Under current regulations, the only way physicians can negotiate a separate fee is by formally “opting out” of Medicare, which removes the physician from Medicare for two years and necessitates each patient’s signing a statement acknowledging that he or she cannot be reimbursed by Medicare. But at last year’s AMA Annual Meeting in June, delegates approved a resolution calling for the AMA to advocate for the new payment option (Psychiatric News, June 16, 2010).
Also approved after much debate was the Council on Medical Services’ Report on Medicaid Block Grants and Maintenance of Effort Requirements, which recommends that state governments be given the freedom to develop and test different models for improving coverage for patients with low incomes. The CMS report also asks AMA to oppose any efforts to repeal the Medicaid “maintenance of effort requirements” in the health reform law and the American Recovery and Reinvestment Act; both of those laws mandate that states maintain eligibility levels for all existing adult Medicaid beneficiaries until 2014 and for all children in Medicaid and the Children’s Health Insurance Program until 2019.
Not approved was a recommendation in the report that would have put AMA support behind giving states the right to convert Medicaid from an entitlement program to a block grant program as long as certain safeguards were in place.

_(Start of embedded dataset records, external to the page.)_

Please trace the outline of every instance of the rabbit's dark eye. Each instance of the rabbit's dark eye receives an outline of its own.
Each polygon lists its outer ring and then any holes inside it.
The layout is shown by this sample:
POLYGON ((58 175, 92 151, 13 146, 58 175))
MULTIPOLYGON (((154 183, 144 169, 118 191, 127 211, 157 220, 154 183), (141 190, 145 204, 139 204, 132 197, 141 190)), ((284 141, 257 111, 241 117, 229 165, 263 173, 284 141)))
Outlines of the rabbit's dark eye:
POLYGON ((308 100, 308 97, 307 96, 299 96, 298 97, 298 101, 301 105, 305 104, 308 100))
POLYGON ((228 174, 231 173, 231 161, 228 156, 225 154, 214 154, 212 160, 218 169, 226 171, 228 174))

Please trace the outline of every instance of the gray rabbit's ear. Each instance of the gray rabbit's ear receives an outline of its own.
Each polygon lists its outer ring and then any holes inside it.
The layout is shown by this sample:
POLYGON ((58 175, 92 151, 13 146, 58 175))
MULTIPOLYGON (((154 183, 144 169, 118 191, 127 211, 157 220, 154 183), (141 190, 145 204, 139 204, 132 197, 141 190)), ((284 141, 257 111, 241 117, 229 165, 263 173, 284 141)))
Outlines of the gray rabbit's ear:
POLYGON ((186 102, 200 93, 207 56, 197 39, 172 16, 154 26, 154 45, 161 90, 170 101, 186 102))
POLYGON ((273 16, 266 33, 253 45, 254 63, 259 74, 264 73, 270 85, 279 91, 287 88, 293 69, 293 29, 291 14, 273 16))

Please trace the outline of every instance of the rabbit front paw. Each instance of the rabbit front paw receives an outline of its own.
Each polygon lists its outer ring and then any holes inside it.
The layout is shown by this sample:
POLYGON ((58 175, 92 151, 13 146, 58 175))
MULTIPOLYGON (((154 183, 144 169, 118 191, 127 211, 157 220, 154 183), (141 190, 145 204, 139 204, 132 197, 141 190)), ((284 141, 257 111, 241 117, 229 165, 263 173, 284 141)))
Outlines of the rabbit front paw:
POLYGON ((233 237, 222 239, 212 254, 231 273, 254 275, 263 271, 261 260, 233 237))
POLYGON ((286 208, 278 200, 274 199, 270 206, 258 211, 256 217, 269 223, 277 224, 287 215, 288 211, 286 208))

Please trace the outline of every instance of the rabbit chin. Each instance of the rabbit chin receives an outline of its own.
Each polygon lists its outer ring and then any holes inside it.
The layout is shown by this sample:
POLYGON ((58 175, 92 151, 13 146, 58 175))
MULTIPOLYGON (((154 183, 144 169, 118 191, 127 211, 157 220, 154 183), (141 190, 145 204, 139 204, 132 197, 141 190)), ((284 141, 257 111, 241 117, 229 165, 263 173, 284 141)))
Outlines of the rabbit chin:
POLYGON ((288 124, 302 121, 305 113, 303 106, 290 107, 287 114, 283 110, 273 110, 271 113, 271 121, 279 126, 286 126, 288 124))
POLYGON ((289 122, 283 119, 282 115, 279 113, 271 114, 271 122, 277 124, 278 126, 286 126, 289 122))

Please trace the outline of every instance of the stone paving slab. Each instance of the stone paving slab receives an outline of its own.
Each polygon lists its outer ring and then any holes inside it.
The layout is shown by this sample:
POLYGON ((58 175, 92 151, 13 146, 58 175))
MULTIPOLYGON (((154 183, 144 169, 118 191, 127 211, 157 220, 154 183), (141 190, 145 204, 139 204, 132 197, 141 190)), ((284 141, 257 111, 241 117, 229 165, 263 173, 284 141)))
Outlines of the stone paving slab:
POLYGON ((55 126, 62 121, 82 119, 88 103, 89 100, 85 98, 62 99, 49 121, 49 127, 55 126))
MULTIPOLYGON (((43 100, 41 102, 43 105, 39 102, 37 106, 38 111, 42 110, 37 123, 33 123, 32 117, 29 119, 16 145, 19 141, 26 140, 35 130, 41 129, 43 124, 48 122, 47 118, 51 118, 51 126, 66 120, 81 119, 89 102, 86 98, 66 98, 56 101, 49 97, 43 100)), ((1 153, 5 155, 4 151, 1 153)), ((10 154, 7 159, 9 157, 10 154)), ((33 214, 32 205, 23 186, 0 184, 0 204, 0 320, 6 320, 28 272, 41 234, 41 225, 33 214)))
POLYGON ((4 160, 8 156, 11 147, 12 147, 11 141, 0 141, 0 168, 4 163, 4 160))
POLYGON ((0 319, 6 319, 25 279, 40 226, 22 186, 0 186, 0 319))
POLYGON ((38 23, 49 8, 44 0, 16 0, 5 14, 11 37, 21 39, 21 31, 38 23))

Supportive testimony stressed that allowing states the option of converting to a block-grant program would help to address Medicaid program costs and underscored the importance of states having the ability to innovate in their approaches to cover their Medicaid-eligible populations. But many physicians opposed the recommendation, saying that states that choose to convert Medicaid to a block-grant program would most likely cut enrollment, decrease provider fees, and reduce benefits.
The council will submit a follow-up report on the subject at the June 2012 meeting.
Texts of items approved by the House of Delegates is posted at <www.ama-assn.org/ama/pub/meeting/reports-resolutions-listing.shtml>.